Radiomics is well regarded as an essential imaging strategy in oncology [30–33], however, there are still various technical challenges. MVI typically presents in the tumor edge, making the peritumoral tissue the first susceptible tissue, and its vessels become the primary hematogenous path for portal vein tumor thrombosis and metastasis [34, 35], so the radiomics features of the peritumoral tissue must be effectively evaluated. To predict MVI or treatment response, numerous studies examined liver tissue from various areas around the HCC lesions [21–23]. In Chong et al. [21] study involving MRI-based multi-scale radiomics to predict the MVI status of HCC, the final Radiomics model was derived from the optimal multi-sequence fusion in the VOI_{tumor+10mm+liver} subgroup. Chen et al. [23] compared the tumoral and peritumoral radiomics features in different ROI ranges and revealed that the radiomics features extracted from tumoral and 10 mm peritumoral regions, obtained the best predictive efficacy in predicting the response of HCCs to the first trans-arterial chemoembolization treatment. In our study, the multi-VOI models that explored the peritumoral region revealed that the VOI_10mm subgroup outperformed the tumor-only and other subgroups, which was similar to the findings in HCC in Chong et al. and Chen et al. studies [21, 23]. It is worth mentioning that the simple radiomics model is usually unstable with abnormally high or low sensitivity or specificity, like our and Zhang’s studies [36]. However, the final combined model includes clinical, image, and radiomics factors and usually performs stable. This is why we extracted independent clinical and image predictors.

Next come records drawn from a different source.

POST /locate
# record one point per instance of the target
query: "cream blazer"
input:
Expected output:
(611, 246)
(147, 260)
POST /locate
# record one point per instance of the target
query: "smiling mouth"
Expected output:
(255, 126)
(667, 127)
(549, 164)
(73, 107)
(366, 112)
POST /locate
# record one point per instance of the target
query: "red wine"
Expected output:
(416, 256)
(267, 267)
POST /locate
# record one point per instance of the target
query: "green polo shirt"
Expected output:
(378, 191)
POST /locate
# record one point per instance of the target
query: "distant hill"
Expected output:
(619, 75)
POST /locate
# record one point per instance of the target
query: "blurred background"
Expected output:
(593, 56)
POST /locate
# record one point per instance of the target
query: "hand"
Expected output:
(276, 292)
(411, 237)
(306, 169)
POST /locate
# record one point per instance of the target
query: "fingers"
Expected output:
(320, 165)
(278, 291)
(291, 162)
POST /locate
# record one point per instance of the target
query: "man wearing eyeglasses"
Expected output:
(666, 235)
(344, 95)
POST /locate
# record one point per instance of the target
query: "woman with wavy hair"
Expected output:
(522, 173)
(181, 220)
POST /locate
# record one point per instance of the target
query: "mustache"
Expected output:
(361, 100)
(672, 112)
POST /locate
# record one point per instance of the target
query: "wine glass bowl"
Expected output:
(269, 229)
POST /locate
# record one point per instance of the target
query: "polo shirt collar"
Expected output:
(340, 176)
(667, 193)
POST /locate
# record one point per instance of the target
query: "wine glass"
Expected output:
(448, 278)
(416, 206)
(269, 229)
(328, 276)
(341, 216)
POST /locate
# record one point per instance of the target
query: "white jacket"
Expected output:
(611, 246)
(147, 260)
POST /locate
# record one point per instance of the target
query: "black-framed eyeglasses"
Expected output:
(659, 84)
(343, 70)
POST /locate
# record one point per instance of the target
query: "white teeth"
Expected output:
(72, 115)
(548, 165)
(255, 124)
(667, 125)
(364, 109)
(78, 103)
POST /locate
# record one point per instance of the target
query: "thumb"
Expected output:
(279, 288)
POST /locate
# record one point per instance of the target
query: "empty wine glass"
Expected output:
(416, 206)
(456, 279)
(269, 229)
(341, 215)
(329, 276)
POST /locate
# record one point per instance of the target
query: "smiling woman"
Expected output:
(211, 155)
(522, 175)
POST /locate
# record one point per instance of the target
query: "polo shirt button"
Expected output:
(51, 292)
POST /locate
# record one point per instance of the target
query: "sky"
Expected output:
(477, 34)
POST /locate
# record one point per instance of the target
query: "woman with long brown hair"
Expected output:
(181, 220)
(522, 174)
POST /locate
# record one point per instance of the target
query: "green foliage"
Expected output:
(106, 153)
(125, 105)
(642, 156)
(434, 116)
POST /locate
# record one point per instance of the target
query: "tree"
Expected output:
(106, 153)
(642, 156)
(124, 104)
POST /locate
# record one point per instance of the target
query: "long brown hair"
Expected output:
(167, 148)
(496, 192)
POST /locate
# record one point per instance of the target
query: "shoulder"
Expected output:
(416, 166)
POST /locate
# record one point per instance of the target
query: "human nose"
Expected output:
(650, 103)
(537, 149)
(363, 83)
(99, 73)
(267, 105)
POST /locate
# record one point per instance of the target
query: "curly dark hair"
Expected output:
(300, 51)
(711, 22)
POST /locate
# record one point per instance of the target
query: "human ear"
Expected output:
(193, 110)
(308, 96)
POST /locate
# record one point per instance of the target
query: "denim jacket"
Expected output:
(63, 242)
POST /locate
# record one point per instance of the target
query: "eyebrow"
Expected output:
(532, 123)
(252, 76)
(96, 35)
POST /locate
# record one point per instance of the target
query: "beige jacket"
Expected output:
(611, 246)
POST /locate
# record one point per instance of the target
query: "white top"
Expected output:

Eighteen independent radiomics features were extracted and selected from the best three sequences based on VOI_10mm (Supplemental Table S4), some features have been proved to be associated with tumor size (e.g., Maximum 2D Diameter Row), shape (e.g., Flatness), and texture heterogeneity (e.g., Gray-Level Non-Uniformity Normalized), which are essential for predicting MVI. Higher values of the Maximum 2D diameter Row represent larger tumor sizes. This corroborates with prior investigation that reported an association between tumor sizes and MVI risk [24]. Long Run Low Gray-Level Emphasis, Short Run Low Gray-Level Emphasis, and Gray-Level Non-Uniformity Normalized from GLRLM reflect the tumor heterogeneity in gray scales. Tumor heterogeneity may be caused by tumor cellularity, micronecrosis, and inflammation, which further facilitates the MVI process [37, 38]. In addition, wavelet features are strongly associated with survival, which can also quantify intratumoral heterogeneity [39]. In our study, most of the final independent radiomics features were wavelet features, which corroborated with Zhou’s study [19]. Wavelet features may be correlated with tumor morphology, pathophysiology, and proteomics [40].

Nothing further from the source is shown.